Here is the article with inline links:
Qilimanjaro Quantum Tech is pitching EduQit as a "build-your-own quantum computer," and for once the fine print is more interesting than the slogan. The Barcelona company says the kit gives universities and research labs a real on-site superconducting system to assemble with help from Qilimanjaro engineers, rather than another cloud login dressed up as "access." That matters. Quantum education is full of abstractions and dashboards. Actual dilution refrigerators, microwave control electronics and calibration routines are where the field stops being mysticism and starts becoming expensive engineering.
According to Qilimanjaro's product material and company announcement, EduQit is a modular kit built around a real deployable superconducting system, not a simulator. The company explicitly says it is not intended to maximize performance or prove "quantum advantage." That disclaimer is doing a lot of honest work. This is a five-qubit machine, not a competitive frontier processor, and Qilimanjaro's own FAQ frames the product around education, capability building and system-level understanding rather than benchmark supremacy.

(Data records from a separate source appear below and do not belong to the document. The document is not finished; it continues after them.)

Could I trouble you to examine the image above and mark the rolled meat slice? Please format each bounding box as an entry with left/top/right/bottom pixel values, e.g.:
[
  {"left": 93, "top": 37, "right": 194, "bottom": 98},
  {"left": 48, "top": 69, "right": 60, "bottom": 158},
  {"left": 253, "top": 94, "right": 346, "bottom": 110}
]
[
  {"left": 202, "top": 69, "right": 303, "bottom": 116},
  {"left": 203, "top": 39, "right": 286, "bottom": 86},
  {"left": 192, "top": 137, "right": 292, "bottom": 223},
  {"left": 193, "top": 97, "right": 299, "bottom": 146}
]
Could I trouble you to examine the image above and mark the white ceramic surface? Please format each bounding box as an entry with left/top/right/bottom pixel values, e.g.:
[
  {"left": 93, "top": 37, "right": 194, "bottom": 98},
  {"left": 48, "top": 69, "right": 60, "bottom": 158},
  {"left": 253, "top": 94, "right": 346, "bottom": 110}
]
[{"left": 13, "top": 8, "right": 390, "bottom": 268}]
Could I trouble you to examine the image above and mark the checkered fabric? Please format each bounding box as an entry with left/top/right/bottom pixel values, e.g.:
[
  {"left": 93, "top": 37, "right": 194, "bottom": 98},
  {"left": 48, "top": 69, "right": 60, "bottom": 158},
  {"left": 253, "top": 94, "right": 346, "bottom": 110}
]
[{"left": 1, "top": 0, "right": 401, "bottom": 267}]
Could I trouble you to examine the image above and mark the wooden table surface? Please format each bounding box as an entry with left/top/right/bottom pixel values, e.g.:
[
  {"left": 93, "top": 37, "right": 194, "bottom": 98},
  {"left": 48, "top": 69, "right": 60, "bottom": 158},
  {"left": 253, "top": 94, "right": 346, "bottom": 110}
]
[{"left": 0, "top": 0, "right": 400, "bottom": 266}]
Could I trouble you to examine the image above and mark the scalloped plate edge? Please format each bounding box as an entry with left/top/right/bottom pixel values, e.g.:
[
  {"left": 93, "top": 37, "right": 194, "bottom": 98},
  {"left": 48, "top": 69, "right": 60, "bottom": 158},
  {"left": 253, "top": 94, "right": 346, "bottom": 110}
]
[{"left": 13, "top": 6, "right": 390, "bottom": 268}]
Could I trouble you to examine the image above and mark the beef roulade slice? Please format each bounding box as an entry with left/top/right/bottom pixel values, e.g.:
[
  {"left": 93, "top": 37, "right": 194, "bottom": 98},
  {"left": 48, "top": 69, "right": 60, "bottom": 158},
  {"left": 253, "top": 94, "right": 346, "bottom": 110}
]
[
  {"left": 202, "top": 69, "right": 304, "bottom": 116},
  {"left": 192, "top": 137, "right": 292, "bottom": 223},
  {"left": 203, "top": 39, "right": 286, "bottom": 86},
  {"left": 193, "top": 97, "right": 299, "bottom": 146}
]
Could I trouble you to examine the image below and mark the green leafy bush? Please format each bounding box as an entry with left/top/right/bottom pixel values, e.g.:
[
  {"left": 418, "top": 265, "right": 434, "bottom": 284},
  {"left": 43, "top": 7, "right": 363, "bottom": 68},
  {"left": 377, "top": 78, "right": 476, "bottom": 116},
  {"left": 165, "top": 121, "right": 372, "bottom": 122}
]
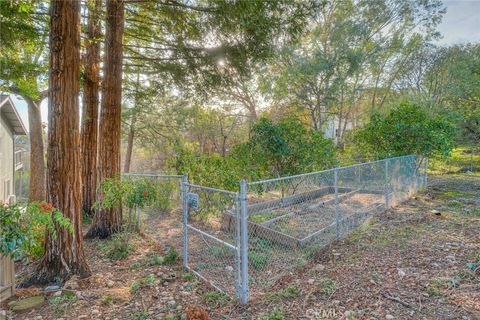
[
  {"left": 0, "top": 202, "right": 72, "bottom": 259},
  {"left": 239, "top": 117, "right": 336, "bottom": 178},
  {"left": 354, "top": 102, "right": 457, "bottom": 160}
]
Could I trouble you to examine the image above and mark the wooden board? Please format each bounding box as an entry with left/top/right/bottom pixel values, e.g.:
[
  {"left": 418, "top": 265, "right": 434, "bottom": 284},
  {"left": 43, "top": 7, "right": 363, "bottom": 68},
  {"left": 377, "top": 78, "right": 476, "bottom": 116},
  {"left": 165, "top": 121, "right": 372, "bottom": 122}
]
[
  {"left": 222, "top": 213, "right": 301, "bottom": 249},
  {"left": 0, "top": 255, "right": 15, "bottom": 302}
]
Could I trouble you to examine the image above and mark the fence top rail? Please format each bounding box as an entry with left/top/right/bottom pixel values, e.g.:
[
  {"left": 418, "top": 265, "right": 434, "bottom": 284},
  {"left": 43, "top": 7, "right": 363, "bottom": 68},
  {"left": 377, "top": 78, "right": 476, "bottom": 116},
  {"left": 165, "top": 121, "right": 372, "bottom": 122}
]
[
  {"left": 185, "top": 183, "right": 238, "bottom": 196},
  {"left": 122, "top": 173, "right": 183, "bottom": 178},
  {"left": 246, "top": 154, "right": 417, "bottom": 187}
]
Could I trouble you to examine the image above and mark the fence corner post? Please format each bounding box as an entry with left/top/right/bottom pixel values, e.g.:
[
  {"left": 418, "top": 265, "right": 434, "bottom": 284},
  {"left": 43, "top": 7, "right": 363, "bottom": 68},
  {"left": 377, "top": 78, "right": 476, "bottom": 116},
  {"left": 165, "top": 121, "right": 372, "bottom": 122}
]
[
  {"left": 385, "top": 159, "right": 390, "bottom": 209},
  {"left": 182, "top": 174, "right": 189, "bottom": 270},
  {"left": 239, "top": 179, "right": 249, "bottom": 304}
]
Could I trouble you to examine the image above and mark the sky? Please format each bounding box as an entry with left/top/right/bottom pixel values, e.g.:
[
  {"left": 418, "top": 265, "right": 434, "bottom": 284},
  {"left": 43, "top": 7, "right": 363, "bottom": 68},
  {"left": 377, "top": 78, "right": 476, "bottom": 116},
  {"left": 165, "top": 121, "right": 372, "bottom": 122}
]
[{"left": 10, "top": 0, "right": 480, "bottom": 132}]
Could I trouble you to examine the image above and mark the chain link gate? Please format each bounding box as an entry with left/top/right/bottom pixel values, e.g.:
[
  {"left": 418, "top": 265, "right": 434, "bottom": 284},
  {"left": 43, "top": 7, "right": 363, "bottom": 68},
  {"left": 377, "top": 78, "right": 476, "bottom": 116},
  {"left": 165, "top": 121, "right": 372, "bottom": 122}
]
[{"left": 182, "top": 180, "right": 248, "bottom": 301}]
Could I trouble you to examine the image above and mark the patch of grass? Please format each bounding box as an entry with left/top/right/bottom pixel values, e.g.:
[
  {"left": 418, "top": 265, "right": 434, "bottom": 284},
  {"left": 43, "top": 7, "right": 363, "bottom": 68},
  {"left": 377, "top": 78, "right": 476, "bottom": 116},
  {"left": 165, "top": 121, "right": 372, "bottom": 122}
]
[
  {"left": 250, "top": 251, "right": 269, "bottom": 270},
  {"left": 163, "top": 247, "right": 179, "bottom": 265},
  {"left": 250, "top": 211, "right": 281, "bottom": 224},
  {"left": 131, "top": 308, "right": 149, "bottom": 320},
  {"left": 466, "top": 208, "right": 480, "bottom": 217},
  {"left": 202, "top": 290, "right": 230, "bottom": 307},
  {"left": 147, "top": 254, "right": 164, "bottom": 266},
  {"left": 130, "top": 280, "right": 142, "bottom": 293},
  {"left": 447, "top": 200, "right": 463, "bottom": 209},
  {"left": 130, "top": 274, "right": 156, "bottom": 293},
  {"left": 103, "top": 232, "right": 134, "bottom": 260},
  {"left": 268, "top": 286, "right": 301, "bottom": 300},
  {"left": 49, "top": 290, "right": 78, "bottom": 305},
  {"left": 457, "top": 269, "right": 477, "bottom": 281},
  {"left": 318, "top": 278, "right": 336, "bottom": 296},
  {"left": 429, "top": 146, "right": 480, "bottom": 175},
  {"left": 440, "top": 190, "right": 475, "bottom": 198},
  {"left": 257, "top": 308, "right": 285, "bottom": 320},
  {"left": 181, "top": 273, "right": 194, "bottom": 281},
  {"left": 207, "top": 246, "right": 230, "bottom": 257},
  {"left": 130, "top": 261, "right": 144, "bottom": 270},
  {"left": 427, "top": 277, "right": 459, "bottom": 297},
  {"left": 101, "top": 294, "right": 114, "bottom": 306}
]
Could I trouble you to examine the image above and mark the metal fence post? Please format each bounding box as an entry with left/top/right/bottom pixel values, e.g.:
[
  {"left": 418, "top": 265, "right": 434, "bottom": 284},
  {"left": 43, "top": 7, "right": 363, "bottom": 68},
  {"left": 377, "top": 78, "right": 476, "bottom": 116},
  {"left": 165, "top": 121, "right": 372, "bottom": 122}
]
[
  {"left": 240, "top": 180, "right": 249, "bottom": 304},
  {"left": 136, "top": 206, "right": 141, "bottom": 229},
  {"left": 385, "top": 159, "right": 390, "bottom": 209},
  {"left": 424, "top": 158, "right": 429, "bottom": 188},
  {"left": 334, "top": 168, "right": 339, "bottom": 240},
  {"left": 235, "top": 193, "right": 242, "bottom": 301},
  {"left": 182, "top": 174, "right": 189, "bottom": 270}
]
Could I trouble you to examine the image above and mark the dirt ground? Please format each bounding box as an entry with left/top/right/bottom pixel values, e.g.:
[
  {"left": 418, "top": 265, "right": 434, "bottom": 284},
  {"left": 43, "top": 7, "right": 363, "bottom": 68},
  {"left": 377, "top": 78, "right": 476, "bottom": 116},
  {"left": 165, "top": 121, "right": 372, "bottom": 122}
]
[{"left": 3, "top": 173, "right": 480, "bottom": 320}]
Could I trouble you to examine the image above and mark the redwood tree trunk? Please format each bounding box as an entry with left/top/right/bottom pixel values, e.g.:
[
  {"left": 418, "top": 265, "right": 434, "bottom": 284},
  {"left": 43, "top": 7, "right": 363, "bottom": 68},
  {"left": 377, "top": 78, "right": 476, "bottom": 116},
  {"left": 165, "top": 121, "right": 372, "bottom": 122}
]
[
  {"left": 34, "top": 0, "right": 90, "bottom": 282},
  {"left": 86, "top": 0, "right": 124, "bottom": 239},
  {"left": 81, "top": 0, "right": 102, "bottom": 216},
  {"left": 25, "top": 97, "right": 45, "bottom": 202}
]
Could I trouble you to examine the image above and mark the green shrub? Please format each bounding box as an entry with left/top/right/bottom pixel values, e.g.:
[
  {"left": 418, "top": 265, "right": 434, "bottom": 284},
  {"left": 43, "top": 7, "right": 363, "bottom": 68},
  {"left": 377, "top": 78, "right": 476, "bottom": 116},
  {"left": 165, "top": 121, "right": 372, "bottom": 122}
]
[{"left": 354, "top": 102, "right": 457, "bottom": 160}]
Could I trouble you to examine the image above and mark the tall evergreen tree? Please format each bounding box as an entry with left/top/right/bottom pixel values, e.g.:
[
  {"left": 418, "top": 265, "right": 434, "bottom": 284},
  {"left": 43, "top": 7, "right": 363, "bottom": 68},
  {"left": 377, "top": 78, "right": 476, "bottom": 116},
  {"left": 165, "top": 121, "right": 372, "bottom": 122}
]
[
  {"left": 86, "top": 0, "right": 125, "bottom": 238},
  {"left": 34, "top": 0, "right": 90, "bottom": 282}
]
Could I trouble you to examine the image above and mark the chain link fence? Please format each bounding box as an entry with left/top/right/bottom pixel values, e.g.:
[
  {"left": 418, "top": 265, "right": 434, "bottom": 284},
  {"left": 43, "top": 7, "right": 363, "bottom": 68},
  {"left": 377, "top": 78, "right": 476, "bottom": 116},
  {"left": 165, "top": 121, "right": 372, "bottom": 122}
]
[{"left": 179, "top": 154, "right": 428, "bottom": 303}]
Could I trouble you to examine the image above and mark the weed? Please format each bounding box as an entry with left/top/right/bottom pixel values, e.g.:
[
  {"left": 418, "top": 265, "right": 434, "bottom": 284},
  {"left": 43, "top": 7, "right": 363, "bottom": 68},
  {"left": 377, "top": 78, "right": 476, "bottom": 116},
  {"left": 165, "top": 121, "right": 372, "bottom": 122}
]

That makes the product easier to take seriously than the headline might suggest. In quantum, "you can buy a quantum computer now" is usually a sentence with several concealed trapdoors. Sometimes it means cloud access. Sometimes it means a component, not a system. Sometimes it means a demo unit whose main job is to raise the next round. EduQit appears to be something more concrete but also more limited: a supervised path for institutions that want staff and students to learn how a superconducting machine is assembled, wired, calibrated, operated and modified on premises.
New Scientist reported that the system starts around €1 million, includes training that can run up to three months, and may take at least 10 months to get fully running. Those timelines alone tell you this is not a Raspberry Pi for the chemistry department. It is still a specialized laboratory project with a seven-figure price tag, long integration lead time and obvious infrastructure requirements. "DIY" here means flatpack in the same sense a particle detector might be flatpack: the parts arrive, but so do the constraints.
The more revealing comparison is not to IBM's or Google's roadmaps but to other on-premises offerings. Rigetti said when it launched its Novera product in 2023 that the 9-qubit QPU would start at $900,000, but that sale was for the processor unit meant to integrate with third-party cryogenic and control systems, not a full educational stack. Qilimanjaro is trying to sell the stack and the knowledge transfer around it. That shifts the product from "small quantum computer for purchase" to "training platform for building a quantum hardware program." Those are not the same market.
There is also a strategic subtext. Qilimanjaro says the kit is meant to support workforce development, institutional capability and what it calls technological sovereignty. Strip away the brochure language and the point is straightforward: if universities and regional labs only ever touch quantum hardware through US cloud platforms, they do not build much local know-how. EduQit is a bid to make hands-on quantum operations a teachable institutional capability, not just a remote service consumed from elsewhere.
The technical caveat is that Qilimanjaro's broader pitch bundles several things together. The company emphasizes its fluxonium-based superconducting approach, multimodal architecture, and analog, digital and hybrid workflows through its software stack. That is interesting, but the educational product should not be confused with proof that its preferred hardware strategy has won anything. A five-qubit teaching system can be useful without saying much about commercial quantum advantage, error-corrected scale, or the timeline to practical applications.
So yes, someone can now buy something that credibly counts as a quantum computer kit. No, this does not mean quantum hardware has become cheap, easy or democratized in any normal sense. What it does suggest is narrower and still meaningful: parts of the superconducting stack are becoming modular enough to package for training, and at least one vendor thinks the next market is not just selling compute time but selling the painful education required to operate the machine in the first place.